Вместе с немцами вернулись и некоторые местные богатеи, в свое время удравшие от народного гнева. Вернулись в гитлеровской военной форме, злые, ищущие, на ком бы сорвать свою злобу. И тут Витольд убедился в мудрости своей жизненной политики: хорошо, что он не примкнул к красным, — теперь их ловили, беспощадно расстреливали или сажали в лагеря, что было равносильно медленной смерти. А Витольда никто не трогал. Он был одним из тех, которые в гитлеровских газетах именовались «местными жителями, уцелевшими от большевистских зверств». Витольд устроился счетоводом на один из частных маленьких заводиков, работавших на войну. Это спасло его от мобилизации в «добровольческий легион».
Однажды ночью к Витольду постучал один из его товарищей по гимназии, тот самый паренек, который в классе первым шагнул к окну.
— Мне нужно спрятаться до утра, — устало выдохнул он. — Я остался в городе по поручению советской власти… Мы воюем с врагом изнутри.

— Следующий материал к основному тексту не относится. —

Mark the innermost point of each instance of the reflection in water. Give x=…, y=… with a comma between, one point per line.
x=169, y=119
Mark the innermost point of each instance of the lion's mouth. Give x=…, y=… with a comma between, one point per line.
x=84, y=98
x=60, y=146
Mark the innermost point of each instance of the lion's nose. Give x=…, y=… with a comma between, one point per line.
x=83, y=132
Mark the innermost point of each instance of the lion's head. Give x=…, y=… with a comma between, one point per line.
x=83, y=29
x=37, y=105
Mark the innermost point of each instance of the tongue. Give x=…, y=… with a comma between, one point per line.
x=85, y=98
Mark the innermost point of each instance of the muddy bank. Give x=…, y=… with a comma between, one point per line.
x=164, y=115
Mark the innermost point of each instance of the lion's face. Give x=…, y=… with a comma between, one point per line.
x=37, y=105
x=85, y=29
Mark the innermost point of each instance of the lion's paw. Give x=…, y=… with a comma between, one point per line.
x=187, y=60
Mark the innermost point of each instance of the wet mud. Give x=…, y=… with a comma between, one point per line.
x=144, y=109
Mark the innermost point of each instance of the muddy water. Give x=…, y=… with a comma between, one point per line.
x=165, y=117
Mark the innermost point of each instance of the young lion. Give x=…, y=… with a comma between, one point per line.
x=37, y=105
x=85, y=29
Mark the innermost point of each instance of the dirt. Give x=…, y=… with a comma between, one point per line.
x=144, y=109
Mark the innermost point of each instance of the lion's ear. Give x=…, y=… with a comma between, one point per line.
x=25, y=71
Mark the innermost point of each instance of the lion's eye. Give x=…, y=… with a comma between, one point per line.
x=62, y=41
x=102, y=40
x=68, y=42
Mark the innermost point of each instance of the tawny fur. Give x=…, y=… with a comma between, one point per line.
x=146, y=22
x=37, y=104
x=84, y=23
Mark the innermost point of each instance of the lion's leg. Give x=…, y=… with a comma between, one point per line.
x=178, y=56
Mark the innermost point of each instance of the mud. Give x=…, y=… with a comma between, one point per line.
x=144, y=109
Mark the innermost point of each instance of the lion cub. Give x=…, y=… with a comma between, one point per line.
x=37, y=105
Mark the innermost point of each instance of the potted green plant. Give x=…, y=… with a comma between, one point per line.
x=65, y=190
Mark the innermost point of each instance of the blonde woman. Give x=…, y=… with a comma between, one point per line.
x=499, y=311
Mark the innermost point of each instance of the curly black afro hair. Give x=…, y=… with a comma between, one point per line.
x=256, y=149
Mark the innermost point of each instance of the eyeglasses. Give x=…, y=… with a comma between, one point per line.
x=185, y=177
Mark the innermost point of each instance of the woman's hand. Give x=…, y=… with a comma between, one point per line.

Витольд недовольно поморщился: его подняли из теплой постели.
— Ну и воюйте на здоровье! При чем тут я?.. До утра ты можешь остаться, но в следующий раз я отведу тебя в комендатуру.
Товарищ ушел в сырую тьму, не прощаясь.
А потом с фронтов стали поступать неприятные для немцев известия. Кое-кто из «переселенцев» снова упаковал чемоданы и удрал в нейтральную Швецию.
Вскоре бегство стало паническим. Убегали, уже не думая о том, куда. Убегали, лишь бы убежать, лишь бы спастись.
Витольд читал листовки, расклеенные в городе. «Всякий, кто попадет в руки красных, будет ими безжалостно расстрелян!» «Если это правда, то в поведении красных есть свой резон, — рассуждал Белевич, вспоминая все кровавые проделки гитлеровцев. — Красные не дураки! Конечно, они не будут распускать слюни от радости, что выгнали немцев… Кое-кто поплатится своей шкурой… Надеюсь — не я».
Но надежда была какой-то шаткой. К ней примешивалась тревога. «В горячке не разбираются, кто прав, кто виноват! Можно за милую душу пострадать ни за что!.. Переждать бы, пересидеть где-нибудь!»
Кто-то сказал, что красные, занимая город, не трогают арестантов-уголовников; во всяком случае, не расстреливают их. Витольд подумывал было уже о том, чтобы совершить небольшую кражу, сесть в тюрьму и там дождаться прихода красных. Но тут сами гитлеровцы принялись за чистку тюрем. Сначала расстреливали политических, а в последние дни не щадили и уголовников. В таких условиях шанс дожить до прихода красных был очень невелик.
И в эти дни тревожных раздумий судьба вдруг послала Витольду спасителя в лице некоего Бруно Струпса. Бруно был рыбаком, мотоциклетным гонщиком и коммерсантом. Самоуверенный до наглости, он среди немцев чувствовал себя, как рыба в воде. Недаром у него имя было немецкое. В условиях карточной системы, лимитов и нехваток, Бруно мог достать все что угодно — от молитвенников до кокаина.
Знакомство Белевича со Струпсом состоялось сентябрьским желтым днем, возле одного из городских щитов с объявлениями. Какой-то здоровенный лохматый парень в грубом рыбацком свитере и суконных, свинцового цвета галифе, держа в узловатой грязной руке пачку шелестящих бумажек, выкрикивал с вдохновением: — Продаю спасение от большевистского рая! Только сто рейхсмарок — и вы получаете место в вагоне и едете в Любек — самый красивый город на земле! Только сто рейхсмарок!
Лицо у парня было опухшее и небритое. Шея бычья. Вместо бровей — два белесых пучка верблюжьей шерсти. Но глаза из-под этих пучков смотрели весело и нахально. Парень совал свои индульгенции[17] под нос толпящимся у щита обывателям и, то и дело подтягивая спадающие штаны, громко уговаривал: — Налетай! Разбирай! Остались последние плацкарты! Только сто рейхсмарок, и ты — свободный человек!